Among other claims, Sanum alleged that the Lao Government had deprived it of the benefits to be derived from Sanum’s investments through the imposition of unfair and discriminatory taxes. Sanum’s expropriation claim was brought under Article 8(3) of the PRC-Laos BIT, which provides that “if a dispute involving the amount of compensation for expropriation cannot be settled through negotiation within six months as specified in paragraph 1 of [Article 8]”, the dispute “may be submitted at the request of either party to an ad hoc arbitral tribunal. The provisions of this paragraph shall not apply if the investor concerned has resorted to the procedure specified in paragraph 2 of this Article [i.e. Laotian courts]”.
Before the tribunal, the Lao Government raised two jurisdictional objections
- The PRC-Laos BIT did not extend to Macau.
- Because Sanum sought both a determination as to (i) whether an expropriation had occurred; and (ii) the amount of compensation therefore falling due, Sanum’s claim was not arbitrable as it was beyond the permitted subject matter prescribed under Article 8(3) of the PRC-Laos BIT.
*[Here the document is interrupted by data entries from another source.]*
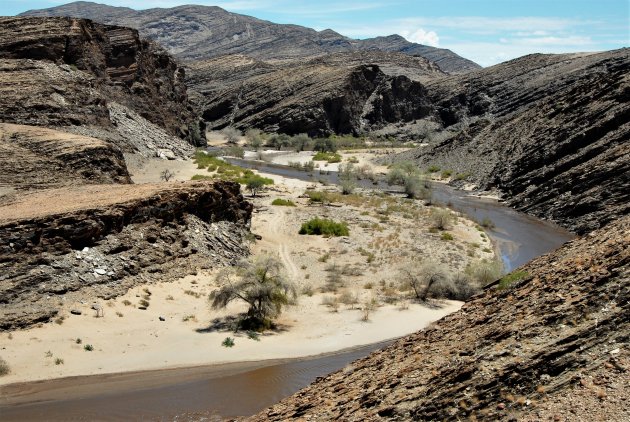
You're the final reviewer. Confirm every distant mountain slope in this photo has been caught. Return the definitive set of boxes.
[0,17,205,155]
[23,2,480,74]
[397,49,630,233]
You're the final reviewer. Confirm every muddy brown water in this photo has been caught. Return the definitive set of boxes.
[0,159,574,421]
[0,342,390,421]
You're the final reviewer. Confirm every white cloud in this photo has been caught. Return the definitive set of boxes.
[400,28,440,47]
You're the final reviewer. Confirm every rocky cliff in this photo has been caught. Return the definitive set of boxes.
[0,123,131,191]
[390,49,630,233]
[0,17,204,152]
[0,182,252,330]
[191,53,444,135]
[250,217,630,421]
[24,2,480,74]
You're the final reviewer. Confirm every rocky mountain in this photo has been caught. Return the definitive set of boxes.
[0,123,131,193]
[249,216,630,422]
[393,49,630,233]
[0,182,252,330]
[0,17,204,150]
[189,52,444,135]
[23,2,480,74]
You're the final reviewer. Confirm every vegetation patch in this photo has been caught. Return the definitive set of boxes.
[313,151,341,163]
[299,217,350,236]
[271,198,295,207]
[499,271,529,290]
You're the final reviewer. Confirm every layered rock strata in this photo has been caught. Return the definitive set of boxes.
[0,182,252,330]
[0,17,204,150]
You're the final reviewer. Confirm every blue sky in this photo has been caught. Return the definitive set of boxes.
[0,0,630,66]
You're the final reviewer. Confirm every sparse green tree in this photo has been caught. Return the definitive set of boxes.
[221,126,241,144]
[210,255,296,329]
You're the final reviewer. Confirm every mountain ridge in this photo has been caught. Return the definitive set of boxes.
[21,2,481,73]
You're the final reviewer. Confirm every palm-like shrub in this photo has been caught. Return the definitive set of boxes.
[210,255,296,329]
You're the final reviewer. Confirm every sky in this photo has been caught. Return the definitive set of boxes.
[0,0,630,66]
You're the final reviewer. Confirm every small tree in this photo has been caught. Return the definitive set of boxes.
[401,263,448,302]
[210,255,296,329]
[245,129,263,151]
[221,126,241,144]
[339,163,357,195]
[160,169,175,182]
[245,175,265,197]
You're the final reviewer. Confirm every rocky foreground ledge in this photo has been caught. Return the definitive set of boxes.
[251,216,630,421]
[0,182,252,330]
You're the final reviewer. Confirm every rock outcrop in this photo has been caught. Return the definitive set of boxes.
[0,123,131,189]
[191,53,444,135]
[0,182,252,330]
[396,49,630,233]
[24,1,480,74]
[250,217,630,421]
[0,17,204,152]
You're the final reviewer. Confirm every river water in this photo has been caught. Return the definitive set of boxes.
[0,159,574,421]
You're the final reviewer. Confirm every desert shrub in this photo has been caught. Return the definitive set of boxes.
[271,198,295,207]
[499,271,529,289]
[442,232,454,240]
[313,151,341,163]
[222,145,245,158]
[466,259,503,286]
[0,358,11,377]
[479,217,494,229]
[299,217,350,237]
[339,291,359,309]
[221,126,241,144]
[429,208,455,230]
[210,255,296,330]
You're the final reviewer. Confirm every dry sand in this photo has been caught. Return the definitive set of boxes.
[0,151,493,385]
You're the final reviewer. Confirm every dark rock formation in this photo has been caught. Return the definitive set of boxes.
[0,182,252,329]
[398,49,630,233]
[191,53,443,135]
[0,123,131,189]
[0,17,203,150]
[250,217,630,421]
[24,2,480,74]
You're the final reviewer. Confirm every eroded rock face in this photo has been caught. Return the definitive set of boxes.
[196,53,444,136]
[249,217,630,421]
[0,17,203,148]
[24,2,480,74]
[392,49,630,233]
[0,182,252,329]
[0,123,131,189]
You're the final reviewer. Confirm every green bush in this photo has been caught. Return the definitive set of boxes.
[271,198,295,207]
[442,232,454,240]
[499,271,529,290]
[313,151,341,163]
[299,217,350,236]
[221,337,235,347]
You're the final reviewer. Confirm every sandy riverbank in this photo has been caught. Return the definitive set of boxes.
[0,150,493,385]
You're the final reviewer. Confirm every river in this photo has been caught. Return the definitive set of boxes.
[0,159,574,421]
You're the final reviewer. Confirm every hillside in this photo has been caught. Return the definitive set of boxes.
[0,17,205,155]
[249,217,630,421]
[23,2,480,74]
[392,49,630,233]
[189,52,444,135]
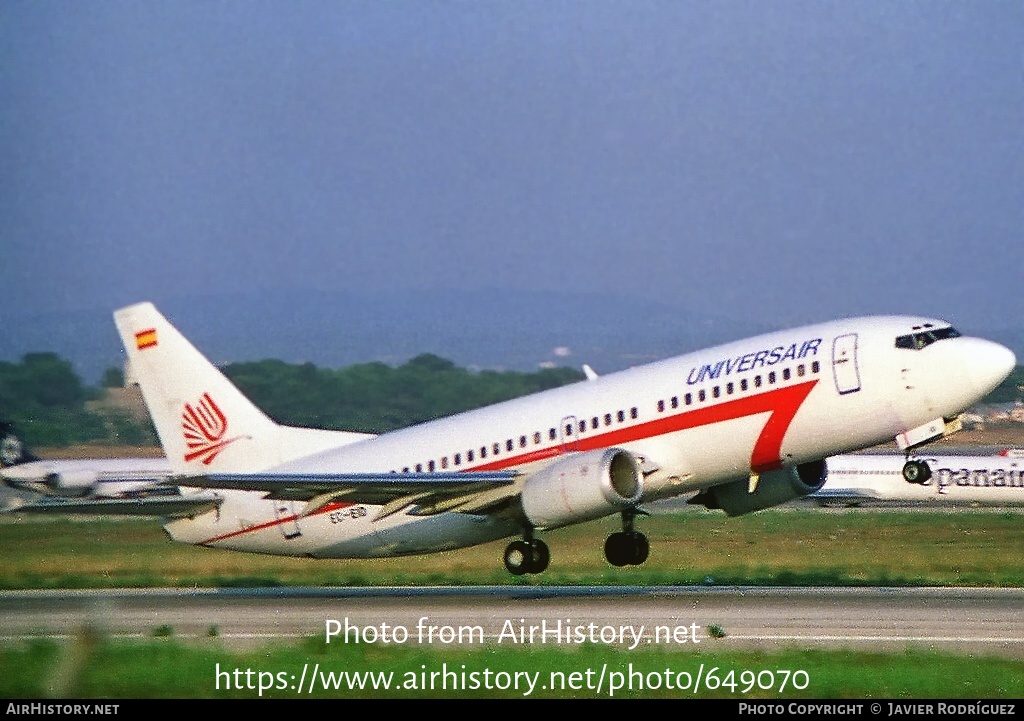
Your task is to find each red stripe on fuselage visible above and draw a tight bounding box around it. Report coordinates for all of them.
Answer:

The tribunal, which designated Singapore as the seat of arbitration in consultation with the parties, found that it had jurisdiction to hear the claim because (i) the PRC-Laos BIT applies to Macau, and (ii) the subject matter of Sanum’s claim fell within Article 8(3) of the PRC-Laos BIT.
Applying the Moving Treaty Frontiers Rule (explained below), the tribunal found that there was nothing in the text of the PRC-Laos BIT and on the facts that otherwise established and thus displaced the presumption that the PRC-Laos BIT applies to Macau. Reading Article 8(3) in context, the tribunal also concluded that Sanum’s expropriation claims (i.e. (i) whether an expropriation had occurred; and (ii) the amount of compensation therefore falling due) fell within Article 8(3) as a narrow interpretation (i.e. that only disputes involving the amount of compensation for expropriation would be arbitrable) would leave Article 8(3) without effect.
The Lao Government challenged the tribunal’s jurisdiction in an application under s 10(3) of the International Arbitration Act (Cap. 143A, 2002 Rev Ed) (IAA) before the Singapore High Court. Where Singapore is the seat of arbitration, Singapore courts are obliged under s 10(3) of the IAA to conduct a de novo review of a tribunal’s jurisdiction in deciding any jurisdictional challenge – in this respect, there is no difference in the treatment of jurisdictional awards in commercial arbitration and investment treaty arbitration.
The High Court admitted two diplomatic communications (Notes Verbales), both post-dating the Award, which the Lao Government introduced as new evidence to show that both the PRC and Laos considered that the PRC-Laos BIT did not apply to Macau (2014 Notes Verbales) and held that the tribunal had no jurisdiction.
Sanum appealed against the High Court’s decision on jurisdiction and Laos sought to admit two further Notes Verbales to confirm the authenticity of the prior 2014 Notes Verbales (which was disputed in the lower court).